When ideation is not prioritized, organizations do not have enough ideas, let alone enough variety, to advance the business. Ideas should come from all employees and departments because it takes a multitude of ideas and viewpoints to face challenges and capitalize on opportunities. Rather than only ideating under duress, leaders should consistently set aside time in the calendar to generate ideas with their teams. Most companies do not actually prioritize ideation unless there is an emergency! If you are waiting for an emergency to come up with new ideas, you are simply being reactive.

creative problem solving breaking habits

Ideation, like any other business activity, requires time, discipline and commitment. Habit #1: Not Prioritizing Time for Ideation

CREATIVE PROBLEM SOLVING BREAKING HABITS HOW TO

Here are five common habits that hurt ideation and how to break them to steer your company to success.

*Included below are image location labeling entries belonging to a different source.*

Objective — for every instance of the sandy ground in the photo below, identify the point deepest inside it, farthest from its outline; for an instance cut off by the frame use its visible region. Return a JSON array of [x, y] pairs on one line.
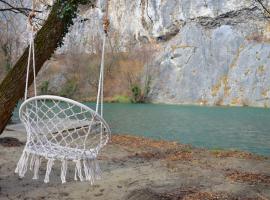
[[136, 168]]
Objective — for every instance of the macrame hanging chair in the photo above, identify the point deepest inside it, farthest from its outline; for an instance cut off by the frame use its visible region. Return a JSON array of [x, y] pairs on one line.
[[60, 129]]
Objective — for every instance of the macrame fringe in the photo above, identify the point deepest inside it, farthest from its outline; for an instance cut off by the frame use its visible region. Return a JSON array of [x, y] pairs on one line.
[[91, 170], [48, 171], [90, 167], [22, 164], [64, 171]]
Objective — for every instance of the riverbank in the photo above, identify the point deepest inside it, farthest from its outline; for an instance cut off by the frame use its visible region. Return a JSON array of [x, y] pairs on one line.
[[137, 168]]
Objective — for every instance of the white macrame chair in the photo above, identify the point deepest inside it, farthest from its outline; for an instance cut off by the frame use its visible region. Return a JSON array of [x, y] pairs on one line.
[[62, 129]]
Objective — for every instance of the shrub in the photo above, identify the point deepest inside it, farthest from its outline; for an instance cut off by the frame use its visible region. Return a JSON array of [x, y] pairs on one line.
[[44, 87], [69, 88], [122, 99], [136, 94]]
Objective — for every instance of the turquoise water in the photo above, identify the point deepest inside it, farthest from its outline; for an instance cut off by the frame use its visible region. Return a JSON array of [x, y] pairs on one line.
[[244, 128]]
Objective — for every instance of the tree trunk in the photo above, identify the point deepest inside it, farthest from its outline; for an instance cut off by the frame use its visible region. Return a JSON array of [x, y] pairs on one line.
[[48, 38]]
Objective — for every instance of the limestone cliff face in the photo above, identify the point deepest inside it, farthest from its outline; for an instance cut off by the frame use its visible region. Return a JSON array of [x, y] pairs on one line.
[[207, 51], [214, 52]]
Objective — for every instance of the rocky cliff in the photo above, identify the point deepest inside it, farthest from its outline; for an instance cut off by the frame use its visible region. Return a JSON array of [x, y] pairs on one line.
[[206, 51], [213, 52]]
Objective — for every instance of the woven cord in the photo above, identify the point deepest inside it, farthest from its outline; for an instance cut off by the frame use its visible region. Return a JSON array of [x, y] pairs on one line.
[[31, 51]]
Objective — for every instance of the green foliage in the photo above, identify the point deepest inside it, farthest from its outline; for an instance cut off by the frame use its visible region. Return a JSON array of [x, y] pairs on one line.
[[67, 10], [69, 88], [44, 88], [121, 99]]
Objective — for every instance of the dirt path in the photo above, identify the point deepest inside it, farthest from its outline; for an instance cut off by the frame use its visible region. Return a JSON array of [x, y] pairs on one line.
[[136, 168]]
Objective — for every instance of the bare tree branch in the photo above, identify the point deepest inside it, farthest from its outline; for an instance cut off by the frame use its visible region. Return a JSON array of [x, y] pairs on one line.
[[16, 10], [263, 6]]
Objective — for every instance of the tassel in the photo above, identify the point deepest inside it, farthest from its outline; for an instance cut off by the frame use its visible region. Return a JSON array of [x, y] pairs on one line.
[[22, 164], [86, 170], [48, 171], [91, 170], [64, 171], [78, 170], [36, 167], [97, 170]]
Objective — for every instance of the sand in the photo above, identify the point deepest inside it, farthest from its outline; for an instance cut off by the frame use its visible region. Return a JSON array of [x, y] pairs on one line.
[[137, 168]]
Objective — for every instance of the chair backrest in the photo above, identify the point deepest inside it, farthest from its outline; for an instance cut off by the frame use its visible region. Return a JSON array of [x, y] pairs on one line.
[[60, 121]]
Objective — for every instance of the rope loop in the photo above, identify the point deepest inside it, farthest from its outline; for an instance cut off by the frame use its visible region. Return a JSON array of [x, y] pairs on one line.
[[106, 24]]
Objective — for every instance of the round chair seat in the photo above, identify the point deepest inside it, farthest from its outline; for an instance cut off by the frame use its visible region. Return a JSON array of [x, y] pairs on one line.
[[62, 129]]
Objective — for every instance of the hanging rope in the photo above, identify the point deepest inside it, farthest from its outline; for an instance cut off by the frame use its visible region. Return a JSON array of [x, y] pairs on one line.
[[31, 52], [100, 96]]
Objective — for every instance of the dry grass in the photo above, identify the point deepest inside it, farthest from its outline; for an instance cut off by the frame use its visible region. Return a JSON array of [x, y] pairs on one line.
[[248, 177]]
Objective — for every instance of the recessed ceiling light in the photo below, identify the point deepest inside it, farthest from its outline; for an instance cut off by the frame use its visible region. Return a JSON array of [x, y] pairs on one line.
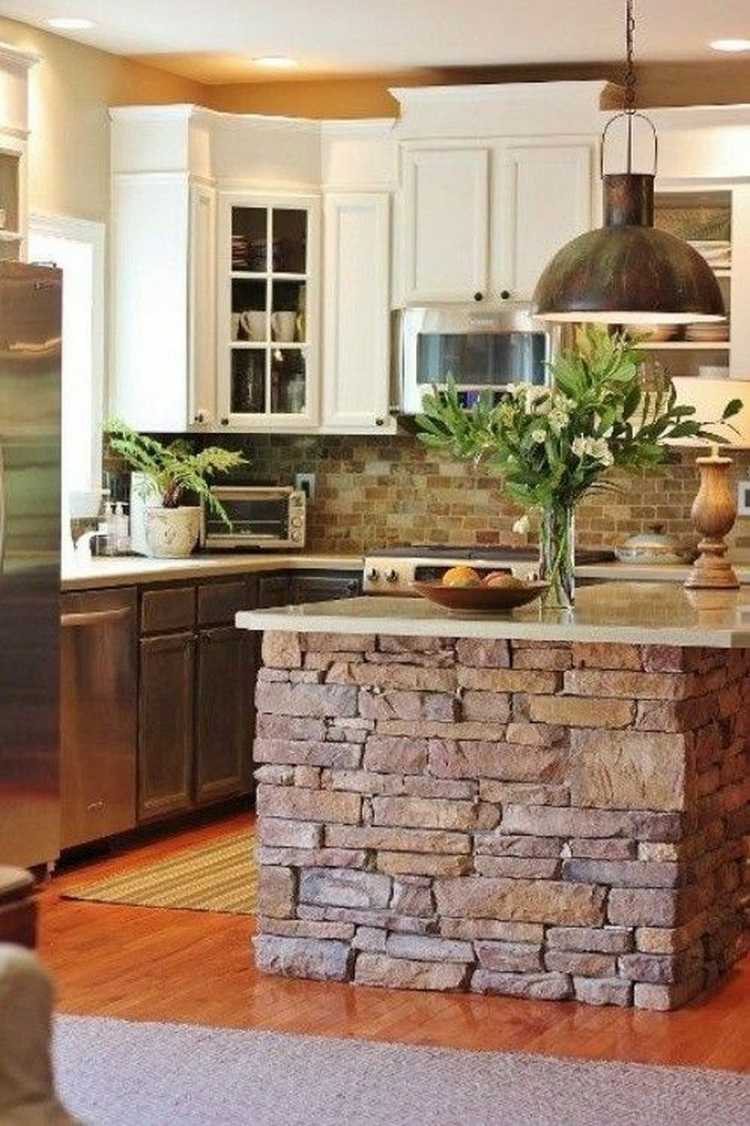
[[276, 62], [732, 46], [70, 24]]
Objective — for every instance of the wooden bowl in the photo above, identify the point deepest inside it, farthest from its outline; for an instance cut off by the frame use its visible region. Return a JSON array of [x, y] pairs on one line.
[[480, 600]]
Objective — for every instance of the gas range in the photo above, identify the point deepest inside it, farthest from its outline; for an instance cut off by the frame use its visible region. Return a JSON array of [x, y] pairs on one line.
[[392, 570]]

creative problem solving breaking habits

There are many reasons for this, but there is always a solution. Ideas are the foundation for innovation, yet many companies struggle to ideate consistently and successfully. To continue creating and delivering value for customers, organizations have to come up with new ideas. Many still rely on old knowledge or even guesswork to face challenges that arise. Most organizations only innovate when they are forced to do so. They need to be, right? Unfortunately, the opposite is true. In today’s rapidly changing world, it’s easy to think that most companies are innovation factories-full of ideas for new products, services, and processes. Here are five ways to break the pattern and gather a wealth of ideas for your organization. Many companies find it hard to prioritize ideation.